E tinha também uma caneca encomendada especialmente para você. Uma caneca pintada à mão pela minha sogra, Marta, que pinta porcelanas há mais de 30 anos com uma delicadeza e simplicidade que me comovem. Na caneca, um rostinho feminino, bem simples, com um sorriso infantil, pintado em cores alegres e a palavra “MÃE”, em pinceladas felizes. Era meu presente de Natal para você, afinal também dei uma assim para meu pai, meu irmão e minha madrasta.

Mas ali na hora achei que havia amor demais na minha intenção, na encomenda com mais um mês de antecedência. A tristeza e decepção que me envolviam naquele momento o tornavam indigno para te presentear com a tal caneca. Era como se o contexto fosse capaz de quebrá-la simbolicamente dentro de mim.

Misturei-a às minhas coisas antes que pudesse perceber e pensei: “taí um ótimo presente para o Dia das Mães, até lá essa raiva já vai ter passado”. Mãe, como foi duro abrir o pacote da caneca, mas o fiz alguns dias depois da sua morte, e tomo café da manhã com você várias vezes por semana.

Dia desses, passava das dez da noite, eu já deitado na cama escutei alguém xingar um motorista na rua: filho da puta!
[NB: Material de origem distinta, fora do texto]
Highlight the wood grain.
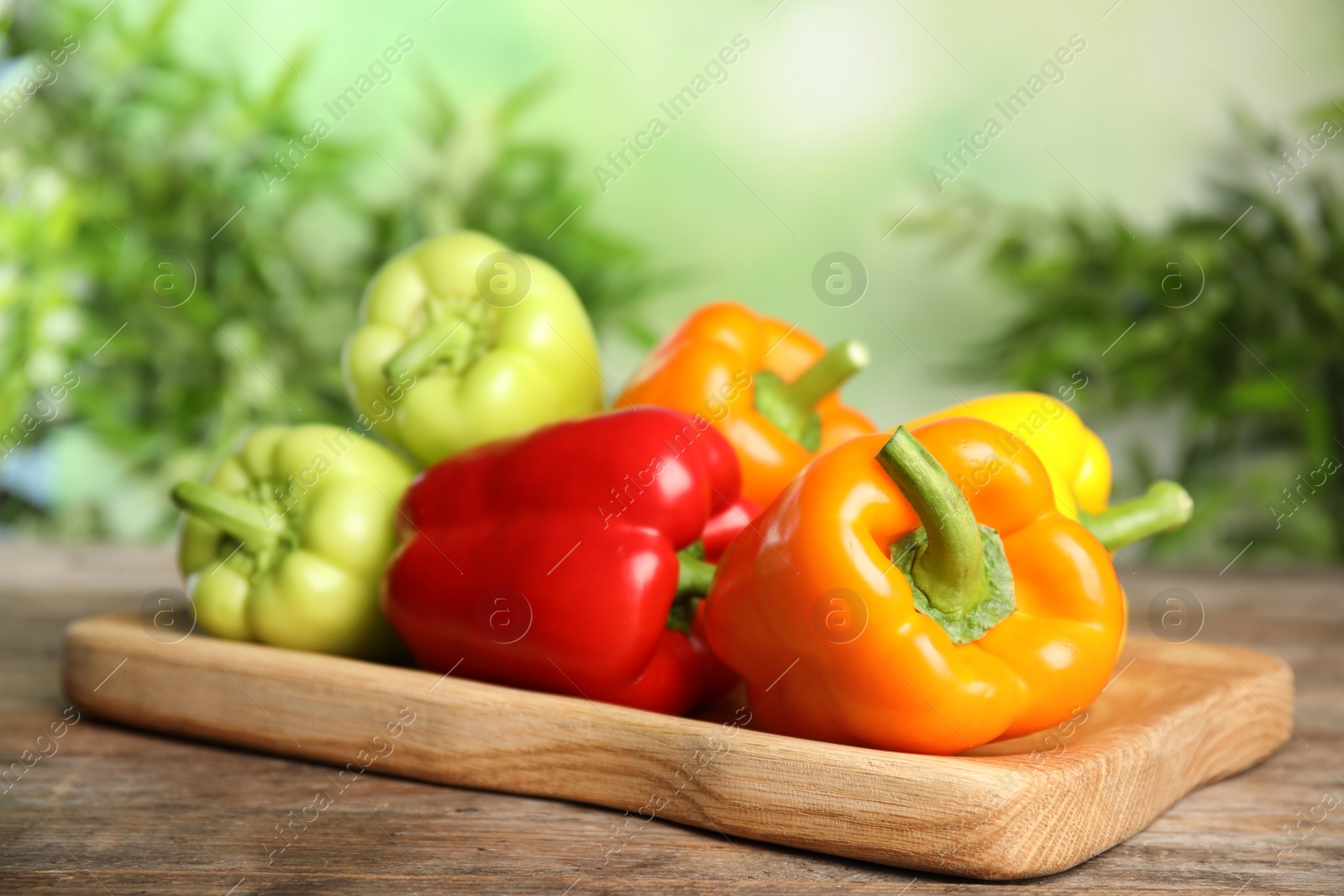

Pensei que desde que você se foi ninguém me xingou disso ainda e já fiquei imaginando como me sentiria. Porque, certamente, esse dia vai chegar. Quando chegar, espero lembrar rápido de você desviando de algumas garotas de programa na entrada do prédio na Rua Augusta e me dizendo: “Olha que legal, filho, geograficamente você é um filho da puta!”.